Nos braços da Antónia nunca deixámos de ser meninos, nem quando casámos, nem quando nasceram mais meninos. A Antónia embalou e mudou fraldas a filhos e netos que não eram dela, mas que no fundo eram. Quando a morte a levou, aquilo doeu-nos a todos, uma parte de nós partira para sempre. Imaginar a nossa infância sem a Antónia é como assistir a um filme onde, por obra de técnicas de ilusão, apagam um personagem de todas as cenas que, sem ele, deixam de fazer sentido.

O amor aprende-se todos os dias, ou desaprende-se, nas famílias desavindas e desconjuntadas em que os membros perdem o norte e o barco navega à deriva, inseguro e instável. Nas famílias sem amor, as crianças crescem atrofiadas no medo, sentem-se pequenas s frágeis como uma folha de um caderno dobrada até fazer um barco, lançada no lago do jardim perto de casa. Em pouco tempo sabemos que a água irá ensopar o casco improvável, o sonho incipiente acabará inevitavelmente por se afundar no silêncio e na desolação, longe da margem onde foi largado e ainda mais longe do outro lado, onde poderia ser resgatado. O barco de papel desparece no meio e os lagos estão cheios de pequenos sonhos naufragados.

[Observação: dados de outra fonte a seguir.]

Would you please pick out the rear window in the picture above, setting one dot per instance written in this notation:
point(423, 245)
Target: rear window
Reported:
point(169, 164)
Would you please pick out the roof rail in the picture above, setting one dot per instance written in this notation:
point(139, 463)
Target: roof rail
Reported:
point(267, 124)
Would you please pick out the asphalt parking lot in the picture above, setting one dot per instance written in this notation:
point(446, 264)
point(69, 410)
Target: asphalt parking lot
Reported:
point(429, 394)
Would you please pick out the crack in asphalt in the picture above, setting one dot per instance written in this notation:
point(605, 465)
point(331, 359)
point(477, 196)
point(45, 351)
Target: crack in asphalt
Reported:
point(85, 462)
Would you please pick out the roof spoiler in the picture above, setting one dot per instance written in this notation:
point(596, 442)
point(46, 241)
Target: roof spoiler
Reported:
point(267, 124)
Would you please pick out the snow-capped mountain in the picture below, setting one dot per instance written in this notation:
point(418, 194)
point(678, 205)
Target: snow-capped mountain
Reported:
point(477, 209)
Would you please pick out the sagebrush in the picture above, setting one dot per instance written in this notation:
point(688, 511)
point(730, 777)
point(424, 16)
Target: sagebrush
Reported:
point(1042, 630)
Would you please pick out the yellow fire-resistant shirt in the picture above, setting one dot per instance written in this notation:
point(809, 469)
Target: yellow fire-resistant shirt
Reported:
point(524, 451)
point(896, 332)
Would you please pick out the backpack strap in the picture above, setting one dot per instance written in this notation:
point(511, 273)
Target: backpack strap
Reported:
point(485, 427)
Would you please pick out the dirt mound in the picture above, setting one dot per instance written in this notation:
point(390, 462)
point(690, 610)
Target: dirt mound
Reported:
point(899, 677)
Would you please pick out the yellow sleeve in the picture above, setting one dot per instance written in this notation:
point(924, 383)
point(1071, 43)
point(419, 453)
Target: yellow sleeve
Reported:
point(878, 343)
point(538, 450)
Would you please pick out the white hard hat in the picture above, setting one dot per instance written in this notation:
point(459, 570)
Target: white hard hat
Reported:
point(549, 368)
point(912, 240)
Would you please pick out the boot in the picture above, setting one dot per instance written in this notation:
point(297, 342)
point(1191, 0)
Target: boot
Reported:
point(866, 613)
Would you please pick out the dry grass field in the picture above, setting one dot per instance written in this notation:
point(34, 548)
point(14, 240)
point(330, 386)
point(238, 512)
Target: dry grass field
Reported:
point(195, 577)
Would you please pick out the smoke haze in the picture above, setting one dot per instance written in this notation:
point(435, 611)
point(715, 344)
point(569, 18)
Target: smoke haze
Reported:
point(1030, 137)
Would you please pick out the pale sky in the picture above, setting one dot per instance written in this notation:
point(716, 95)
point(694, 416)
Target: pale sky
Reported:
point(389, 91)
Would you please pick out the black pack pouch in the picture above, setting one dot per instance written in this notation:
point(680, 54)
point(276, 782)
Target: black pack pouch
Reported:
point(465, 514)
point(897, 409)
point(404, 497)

O amor que se aprende em casa sabe a bolo de bolacha, sabe a papa Cérelac, sabe a sombrinhas da Regina, sabe aos abraços do meu pai. O amor que aprendi também foi a jogar à bola, primeiro no corredor e depois na rua, graças à paciência à prova de bala do meu irmão que, à falta de mais um rapaz em casa, me puxava para o desporto-rei. Foi sol de pouca dura, porque eu queria ser bailarina e cantora como todas as maninas da minha idade. Contam na família que eu sonhava alto canções inteiras, de pé, em cima da cama, como se estivesse a fazer uma audição. Contam e deve ser verdade, mas não me lembro de nada, os sonhos que recordo são alados, vivíamos no sexto andar e eu imaginava a família toda a voar da janela, qual Peter Pan de Benfica, tudo muito suave, como uma folha de papel quando é largada ao vento. terminando em aterragens de anúncio.

Andar pelos ares nunca me meteu medo, até diz quem me conhece bem que é esse o meu maior problema: estou sempre em Júpiter, na Lua, em Vênus ou a rasar o sol, armada em Ícaro dos tempos modernos, inconsciente dos perigos que corro. Deve ser por isso que às vezes sinto uma comichão nas costas, logo abaixo das omoplatas, que me faz pensar que podem crescer em mim umas asas leves e coloridas, como as de uma borboleta.

O amor aprende-se em casa e eu tive os melhores professores do mundo. Pais, irmãos, tios, avós e a Antónia com os seus maravilhosos bolinhos de areia e batidos de Ovomaltine. Foi esse amor, armazenado numa imensa bateria que me guiou pela vida como filha, irmã, tia, mãe e mulher. Se um dia as asas crescerem mesmo, tenho a certeza de que serão alegres, fortes, leves e coloridas, como foi o dia em que te conheci e te escolhi para seres a minha casa.

Quem sabe, ainda vamos a tempo. Quem sabe, ainda temos sorte.